Letters from Gilbert: 1
Gilbert White’s The Natural History of Selborne takes the form of 110 letters, 66 of which were addressed to Daines...
Gilbert White’s The Natural History of Selborne takes the form of 110 letters, 66 of which were addressed to Daines Barrington of London, and 44 to Thomas Pennant of Flintshire. The correspondence with his fellow naturalists was essentially genuine, but as White compiled them years later for publication as a book, he made numerous changes in order to improve its narrative structure. This included writing several letters that were never intended to be sent, but served as introductory material, or filled gaps in the subject matter. While we may never completely disentangle the work and recreate the correspondence in its original form, there is no doubt that the whole work is based on his own direct and detailed observations.
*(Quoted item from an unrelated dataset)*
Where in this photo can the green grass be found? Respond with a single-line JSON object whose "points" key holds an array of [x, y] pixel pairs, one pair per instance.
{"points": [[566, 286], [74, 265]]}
On this day 252 years ago, he wrote to Pennant and among the topics covered, he returned to a subject he had mentioned two months earlier – mice. Specifically, his suspicion that he had discovered a species previously unknown to science. He had been brought a specimen by someone who knew them to be plentiful at harvest-time, as most rodents were. As he investigated the species further, he decided that from the colour, size, shape and manner of nesting that it was nondescript -that is, undescribed. In the November he had written:
They never enter into houses; are carried into ricks and barns with the sheaves; abound in harvest; and build their nests amidst the straws of the corn above the ground, and sometimes in thistles. They breed as many as eight at a litter, in a little round nest composed of the blades or grass or wheat. One of these nests I procured this autumn, most artificially platted, and composed of the blades of wheat; perfectly round, and about the size of a cricket-ball. It was so compact and well-filled, that it would roll across the table without being discomposed, though it contained eight little mice that were naked and blind.
On 22 January 1768 he wrote again, having found that their winter nesting behaviour was completely different: “they burrow deep in the earth, and make warm beds of grass: but their grand rendezvous seems to be in corn-ricks, into which they are carried at harvest.”
The harvest mouse is Europe’s smallest rodent, and though familiar to country folk, had not previously been distinguished from other mice. Later in 1768 Pennant published his British Zoology, reproducing Gilbert’s account of the species almost word-for-word. Since the book was published by Gilbert’s brother Benjamin, we can suppose that White was happy for Pennant to be the first to describe it. The name harvest mouse was coined by Pennant, who begins his account by stating that “this species is very numerous in Hampshire, particularly during harvest.”
Gilbert White was born nearly three hundred years ago, on 18 July 1720. I shall be marking his tercentenary throughout 2020 with events and projects, including this ‘Letters from Gilbert’ series.